At around $35 the Thermalright Peerless Assassin 120 SE is, quite simply, one of the most justifiable purchases in PC hardware. It delivers genuine dual-tower performance, quiet acoustics and broad socket support at a price that undercuts almost every comparable cooler. The community goodwill — reflected in thousands of positive reviews — is well earned. For the buyer who wants reliable, no-fuss, high-capacity air cooling without paying flagship money, this is the default recommendation. Builders looking at higher-tier platforms can compare options in our best RTX 5070 gaming laptops guide.
Bottom Line
Choosing a CPU cooler is fundamentally a question of matching cooling capacity to CPU heat output, and then layering acoustic, visual and ecosystem preferences on top of that match. Air coolers offer unmatched long-term reliability — no pump to wear out, no fluid to manage — and modern dual-tower designs can handle even flagship CPUs under sustained load when paired with quality fans. All-in-one liquid coolers offer cleaner motherboard area, superior heat-spike absorption for high-power CPUs and a more modern visual presentation, at the cost of a finite-life pump and a higher initial purchase price. For modern flagships such as the Ryzen 7 9800X3D, Ryzen 9 9950X or Core Ultra 9 285K, either a premium dual-tower air cooler or a 360mm AIO is a sensible match; for mid-range CPUs a single-tower or twin-fan single-tower air cooler is more than enough, often at a meaningfully lower price. Buyers should also confirm three practical points before ordering any cooler: case height clearance for air coolers, radiator-thickness clearance for AIOs, and RAM-height clearance for tall dual-tower designs with low-set front fans. Matched-platform context is in our Intel Core Ultra build guide and best RTX 5070 gaming laptops guides.
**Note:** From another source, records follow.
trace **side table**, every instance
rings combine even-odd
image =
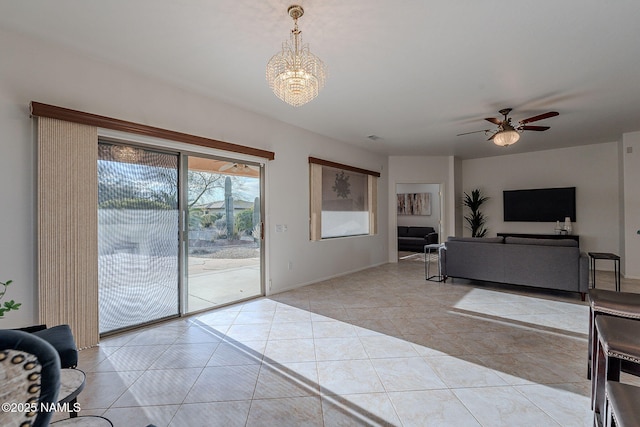
[[[75,411],[75,404],[78,402],[78,395],[84,389],[86,375],[80,369],[65,368],[60,369],[60,388],[58,389],[58,402],[70,404],[71,418],[78,416]]]
[[[615,274],[616,292],[620,292],[620,257],[609,252],[589,252],[589,268],[591,270],[591,282],[596,287],[596,260],[608,259],[613,261]]]
[[[433,243],[430,245],[424,245],[424,279],[431,282],[442,282],[442,270],[440,269],[440,243]],[[436,262],[438,263],[438,274],[429,274],[429,267],[431,266],[431,253],[435,251]]]

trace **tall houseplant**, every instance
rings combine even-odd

Frequently Asked Questions
Will the Peerless Assassin 120 SE cool a Ryzen 7 7700X or Core i7-14700K?
Yes, comfortably. The dual-tower heatsink with six AGHP heat pipes and twin 120mm fans provides more than enough capacity for upper-mid-range CPUs under sustained gaming and productivity load.
Is the Peerless Assassin 120 SE quiet?
Yes. The PWM-controlled twin 120mm fans run quietly at idle and remain civilised under typical load — they only become audibly noticeable when the CPU is held near sustained maximum.
Does the Peerless Assassin 120 SE fit AM5 motherboards?
Yes. The included mounting kit supports AMD AM4 and AM5 as well as Intel LGA1700, LGA1851, LGA1200 and 115x — practically every modern desktop socket.
How tall is the Peerless Assassin 120 SE?
It stands approximately 157mm tall, so buyers should confirm their case supports CPU coolers of around 160mm or more before purchase.